友達が今や一人しかいない私には、よく分からないけど、きっとそういうものなのだろう。
……それよりもこの人達がいると、詩音さんの方に気を回せないのが、少しだけ悔やまれる。
「あかね〜!」
内心で独占欲を燻らせていたその時、背後からの柔らかい衝撃と共に抱きつかれた。
「今、顔に『構ってほしい』って書いてあったよ?」
「まぁ……はい、否定はしませんけど」
周囲の視線が突き刺さっている手前、素直に肯定するのは気恥ずかしい。
「あっつ〜」
《夏、だな》
「……見せ物じゃないんですけどね、私達」
「まっ、こうやってみんなで騒ぐのも、たまには悪くないでしょ」
「そうですね……今はもう、そう思えるかもです」
私は不意に空を見上げた。
いつの間にか雨は跡形もなく消え去り、夜空は澄み渡っている。
花火はいよいよ、惜しみない光を注ぎ込むラストスパートを迎えようとしていた。
「詩音さんと一生を過ごすのが決まったわけですし、こういう環境にも楽しみを見出したいものです」
今日からまた私は、全く新しい自分に生まれ変わることになるだろう。
できるかどうかは分からないけど、これからは他人と関わるのに、あまり心が疲れない自分になりたい。
詩音さんと過ごすなら、そんな私でありたいものである。
---
周囲がなおも狂騒に沸く中で、私と詩音さんは互いの体温を分け合うように身を寄せ合い、夜空のフィナーレを見届けた。

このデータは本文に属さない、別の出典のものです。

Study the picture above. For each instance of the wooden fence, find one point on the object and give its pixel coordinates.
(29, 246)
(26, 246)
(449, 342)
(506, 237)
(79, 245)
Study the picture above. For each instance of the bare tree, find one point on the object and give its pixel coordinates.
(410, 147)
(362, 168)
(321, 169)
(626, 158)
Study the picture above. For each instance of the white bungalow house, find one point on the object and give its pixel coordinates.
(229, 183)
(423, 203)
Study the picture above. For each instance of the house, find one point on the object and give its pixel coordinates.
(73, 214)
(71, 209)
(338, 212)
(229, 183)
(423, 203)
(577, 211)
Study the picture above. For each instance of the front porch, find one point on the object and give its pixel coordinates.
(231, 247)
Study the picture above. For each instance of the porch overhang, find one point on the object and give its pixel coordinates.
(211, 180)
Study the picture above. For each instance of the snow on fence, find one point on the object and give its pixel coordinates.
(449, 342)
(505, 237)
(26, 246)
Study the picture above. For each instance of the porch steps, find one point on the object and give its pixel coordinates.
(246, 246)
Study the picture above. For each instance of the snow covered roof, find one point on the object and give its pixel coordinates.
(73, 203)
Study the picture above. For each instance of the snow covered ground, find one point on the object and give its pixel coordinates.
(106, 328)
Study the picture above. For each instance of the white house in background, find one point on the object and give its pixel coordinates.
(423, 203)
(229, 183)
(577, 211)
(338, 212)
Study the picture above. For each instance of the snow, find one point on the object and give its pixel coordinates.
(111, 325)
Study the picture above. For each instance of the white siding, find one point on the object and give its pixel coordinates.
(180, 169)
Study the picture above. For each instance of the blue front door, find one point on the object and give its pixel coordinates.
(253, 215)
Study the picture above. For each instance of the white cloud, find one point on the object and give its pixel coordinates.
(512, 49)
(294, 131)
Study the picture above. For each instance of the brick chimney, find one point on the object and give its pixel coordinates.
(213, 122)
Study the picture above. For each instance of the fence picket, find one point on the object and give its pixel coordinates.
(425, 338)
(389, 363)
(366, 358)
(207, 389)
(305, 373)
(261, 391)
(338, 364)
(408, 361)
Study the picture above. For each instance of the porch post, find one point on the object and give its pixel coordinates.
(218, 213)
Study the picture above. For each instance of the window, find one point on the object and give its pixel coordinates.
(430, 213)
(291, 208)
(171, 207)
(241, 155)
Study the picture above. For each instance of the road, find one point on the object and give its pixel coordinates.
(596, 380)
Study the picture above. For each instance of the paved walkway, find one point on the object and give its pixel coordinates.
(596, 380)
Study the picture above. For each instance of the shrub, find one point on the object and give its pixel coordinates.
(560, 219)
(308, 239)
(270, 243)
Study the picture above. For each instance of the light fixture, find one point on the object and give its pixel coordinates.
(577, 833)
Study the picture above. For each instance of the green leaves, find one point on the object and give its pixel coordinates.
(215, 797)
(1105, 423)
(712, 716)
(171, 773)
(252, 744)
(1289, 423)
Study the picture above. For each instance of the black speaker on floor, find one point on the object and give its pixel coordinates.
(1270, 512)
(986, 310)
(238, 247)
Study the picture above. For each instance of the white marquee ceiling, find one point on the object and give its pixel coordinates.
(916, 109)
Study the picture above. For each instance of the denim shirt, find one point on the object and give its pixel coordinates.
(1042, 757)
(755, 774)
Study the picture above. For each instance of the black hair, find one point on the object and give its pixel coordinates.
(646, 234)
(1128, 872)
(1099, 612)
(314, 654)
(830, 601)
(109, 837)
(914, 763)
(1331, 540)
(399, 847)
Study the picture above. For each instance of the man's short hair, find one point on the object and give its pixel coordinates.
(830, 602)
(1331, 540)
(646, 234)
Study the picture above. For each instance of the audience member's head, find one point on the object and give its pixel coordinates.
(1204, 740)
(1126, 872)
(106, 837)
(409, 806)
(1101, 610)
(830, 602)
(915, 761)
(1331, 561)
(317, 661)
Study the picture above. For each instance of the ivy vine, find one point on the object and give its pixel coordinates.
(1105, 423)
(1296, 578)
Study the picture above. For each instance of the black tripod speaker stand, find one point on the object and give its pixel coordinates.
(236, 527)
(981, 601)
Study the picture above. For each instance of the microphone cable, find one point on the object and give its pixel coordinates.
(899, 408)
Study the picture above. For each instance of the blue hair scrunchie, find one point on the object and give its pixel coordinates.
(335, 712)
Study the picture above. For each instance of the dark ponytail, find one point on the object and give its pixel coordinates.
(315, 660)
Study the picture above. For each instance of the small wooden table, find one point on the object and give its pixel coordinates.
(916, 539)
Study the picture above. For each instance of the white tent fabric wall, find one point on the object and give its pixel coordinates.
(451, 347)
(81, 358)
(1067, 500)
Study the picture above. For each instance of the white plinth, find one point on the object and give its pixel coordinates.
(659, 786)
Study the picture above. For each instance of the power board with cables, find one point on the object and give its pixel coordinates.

黄金の雨が網膜に焼き付き、余韻を残して闇に溶けていく。
「そんじゃ、俺らはこのままカラオケだ。次は東京のスタジオで会おうな」
「はい」
「またね」
祭りの余熱を纏ったまま、先輩たちは騒々しく去っていく。
「あの人達ってVtuberの中の人だったんだ。私、レンくん推しになりそうだったのに、ちょっと幻滅」
「レンはやめた方がいいよ。性格悪いしうるさいから。それより鈴菜達はどうするの?」
「私もそろそろ帰るよ。今日は充分すぎるほど楽しんだしね。――二人ともお幸せに」
《藤崎、また学校来――》
坂本さんは、何かを言いかけた男子生徒の首根っこを無造作に掴み、そのまま闇の向こうへと引きずっていった。
「詩音さん、私達は――」
「お姉ちゃんっ! ……やっと見つけた。お母さんたちが、もう帰るよって!」
不意に背後から声をかけられ、振り返ると明日菜が立っていた。
その数歩先では、祖母と母がこちらを心配そうに窺っている。
「…………」
そうか。
もう帰る時間なんだ。
胸の奥を、刺すような名残惜しさが通り過ぎていく。
もっと一秒でも長くこの人の隣にいたい。
理屈などとうに枯れ果て、ただ子供のような欲望だけが私を支配していた。
「お姉ちゃん?」
「……私は……」
救いを求めるように、隣の詩音さんに視線を送る。
「……?」
けれど彼女は首を傾げるばかりで、私の意図を汲み取ってはくれないようだった。
こういう時こそ、あの傲慢なまでの強引さで私を連れ去ってほしいのに。
――いや、今ここで帰るなんて絶対に嫌だ。
そんなことは到底受け入れられない。
私はそれを許容できない。
私はまだ詩音さんと一緒にいたい。
「……詩音さん」
「ん? なに?」
私は隣にいる彼女の指先を絡めとり、熱を孕んだ視線を向ける。
それは自分でも驚くほど気色の悪い懇願であり、剥き出しの本能から出た誘惑だった。
「私……今日は、詩音さんの家に泊まりたいです。……ダメ、ですか?」
喉の奥で震えるような私の言葉に、詩音さんの口角が吊り上がった。
「いいの?」
「……はい。やっと両想いになれたのに、ここで帰るなんてできませんよ」
そう言って私は彼女の細い腕に、逃がさないと言わんばかりにしがみついた。
「というわけで明日菜、お母さん達にはそう伝えておいてください」
「お姉ちゃん……あんだけ家で啖呵切っておいて、結局詩音さんに惨敗しちゃってるじゃん」
「あーあーっっ!!! 聞こえません! 馬鹿言ってないで早く伝えてきてください! 明日か明後日には戻るので!!」
シッ、シッ、と追い払うように明日菜へ手を振ると、彼女は呆れ果てたような、けれどどこか暖かい笑みを浮かべて家族の元へと駆けていった。